The explanatory power of the earnings regressions increased with each additional block of explanatory variables. Model 1, which had just the level of numeracy proficiencies as explanatory variables, had an R-squared of .191. The addition of education in Model 2 increased the explanatory power to .294, followed by another increase in the R-squared to .357, when all human capital traits were included as explanatory variables in the regressions. Job traits, particularly occupation, also are closely related to earnings. The addition of job traits to the explanatory variables of the regression increased the R-squared to .416. The R-squared increased to .475 in Set D-Model 5 that controlled for weekly hours of work, school enrollment status, and the region of residence of workers. The full model, which included all the variables in Model 5 plus demographic traits of workers with an R-squared of .502, explained one-half of the variation in the monthly earnings of 25- to 54-year-old full-time employed workers (Figure 14). The explanatory power of the full model (Model 6) in each of the four sets of earnings regressions was almost identical: .500 in Set A-Model 6, .500 in Set B-Model 6, .501 in Set C-Model 6, and .502 in Set D-Model 6.

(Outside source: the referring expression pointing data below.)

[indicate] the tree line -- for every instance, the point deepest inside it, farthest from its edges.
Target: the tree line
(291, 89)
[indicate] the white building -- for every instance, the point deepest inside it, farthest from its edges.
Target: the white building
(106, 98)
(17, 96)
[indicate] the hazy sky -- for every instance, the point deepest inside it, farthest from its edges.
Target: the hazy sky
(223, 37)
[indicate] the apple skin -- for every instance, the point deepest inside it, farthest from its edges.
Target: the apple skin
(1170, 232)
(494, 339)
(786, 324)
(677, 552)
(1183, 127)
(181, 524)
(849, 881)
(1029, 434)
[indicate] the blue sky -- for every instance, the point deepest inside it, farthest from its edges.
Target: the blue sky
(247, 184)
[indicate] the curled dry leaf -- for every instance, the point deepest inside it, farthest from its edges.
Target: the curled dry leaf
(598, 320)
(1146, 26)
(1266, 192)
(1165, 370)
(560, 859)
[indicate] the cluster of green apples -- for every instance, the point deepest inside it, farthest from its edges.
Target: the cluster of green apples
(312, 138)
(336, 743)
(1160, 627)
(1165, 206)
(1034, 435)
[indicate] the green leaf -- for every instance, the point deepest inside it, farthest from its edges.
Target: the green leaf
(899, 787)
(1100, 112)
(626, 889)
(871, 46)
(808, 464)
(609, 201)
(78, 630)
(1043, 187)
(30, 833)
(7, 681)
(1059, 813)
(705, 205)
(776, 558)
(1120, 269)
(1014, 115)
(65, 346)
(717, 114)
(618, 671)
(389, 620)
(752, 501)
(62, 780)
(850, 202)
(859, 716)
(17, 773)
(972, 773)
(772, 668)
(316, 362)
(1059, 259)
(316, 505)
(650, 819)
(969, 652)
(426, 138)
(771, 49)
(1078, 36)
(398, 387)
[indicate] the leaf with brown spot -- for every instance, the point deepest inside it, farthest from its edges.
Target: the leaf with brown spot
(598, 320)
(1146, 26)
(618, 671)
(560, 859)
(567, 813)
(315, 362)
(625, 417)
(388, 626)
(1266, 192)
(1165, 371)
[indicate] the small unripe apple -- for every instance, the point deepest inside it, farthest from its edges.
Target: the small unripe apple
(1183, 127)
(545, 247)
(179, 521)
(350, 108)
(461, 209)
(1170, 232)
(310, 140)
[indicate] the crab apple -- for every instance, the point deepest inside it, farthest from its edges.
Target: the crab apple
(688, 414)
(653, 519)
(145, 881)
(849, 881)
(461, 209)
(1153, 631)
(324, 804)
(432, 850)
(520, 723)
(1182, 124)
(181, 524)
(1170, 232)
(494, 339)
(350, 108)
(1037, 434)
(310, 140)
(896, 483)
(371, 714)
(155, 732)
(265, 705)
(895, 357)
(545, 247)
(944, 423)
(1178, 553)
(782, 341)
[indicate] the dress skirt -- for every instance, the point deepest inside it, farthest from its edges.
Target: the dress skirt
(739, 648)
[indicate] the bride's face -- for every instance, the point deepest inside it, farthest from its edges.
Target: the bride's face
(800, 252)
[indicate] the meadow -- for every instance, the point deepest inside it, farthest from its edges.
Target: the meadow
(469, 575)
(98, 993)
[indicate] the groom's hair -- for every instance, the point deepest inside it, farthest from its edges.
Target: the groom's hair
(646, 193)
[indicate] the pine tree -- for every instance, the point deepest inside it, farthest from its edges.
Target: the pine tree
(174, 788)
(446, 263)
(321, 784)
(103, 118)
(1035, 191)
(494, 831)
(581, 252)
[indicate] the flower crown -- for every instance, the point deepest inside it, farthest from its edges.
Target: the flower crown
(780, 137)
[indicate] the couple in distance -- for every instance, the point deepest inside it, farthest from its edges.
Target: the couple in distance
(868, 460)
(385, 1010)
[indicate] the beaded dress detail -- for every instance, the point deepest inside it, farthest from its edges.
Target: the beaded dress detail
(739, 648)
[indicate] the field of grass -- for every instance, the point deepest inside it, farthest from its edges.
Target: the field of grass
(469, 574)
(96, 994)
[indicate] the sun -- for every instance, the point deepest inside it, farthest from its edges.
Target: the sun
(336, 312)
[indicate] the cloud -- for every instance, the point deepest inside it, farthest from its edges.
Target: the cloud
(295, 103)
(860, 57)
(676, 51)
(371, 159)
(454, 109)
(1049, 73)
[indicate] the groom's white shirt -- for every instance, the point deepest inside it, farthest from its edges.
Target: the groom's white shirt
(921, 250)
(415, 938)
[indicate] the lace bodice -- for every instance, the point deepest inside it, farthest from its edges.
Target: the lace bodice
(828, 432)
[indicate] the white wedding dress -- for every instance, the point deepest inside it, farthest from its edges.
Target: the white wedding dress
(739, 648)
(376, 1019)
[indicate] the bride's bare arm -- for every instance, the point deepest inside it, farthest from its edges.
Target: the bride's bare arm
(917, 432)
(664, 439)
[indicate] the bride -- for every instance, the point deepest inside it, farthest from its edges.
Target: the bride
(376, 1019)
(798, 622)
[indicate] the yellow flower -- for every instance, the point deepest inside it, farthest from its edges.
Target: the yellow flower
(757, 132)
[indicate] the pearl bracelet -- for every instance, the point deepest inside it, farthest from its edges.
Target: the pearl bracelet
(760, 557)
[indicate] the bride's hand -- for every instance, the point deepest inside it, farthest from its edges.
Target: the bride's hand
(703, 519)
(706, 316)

The coefficients, percent effects, and statistical significance of all explanatory variables in each of the six earnings regression models in all four sets are presented in Appendix tables D‑1 through D-8. A detailed discussion of the findings from the full earnings regression model (Model 6) of sets A, B, C, and D is presented below.

## Notes

47 Fogg and Harrington, From Diplomas to Degrees.

48The dependent variable in these regressions is the log of the monthly earnings. The anti-log of predictor variables minus 1 provides a measure of the expected percent change in dependent variable (monthly earnings) from a one-unit change in predictor variables. The coefficient for standardized literacy score was .277. The anti-log of .277 = 1.319; and 1.319 - 1 = 31.9 percent.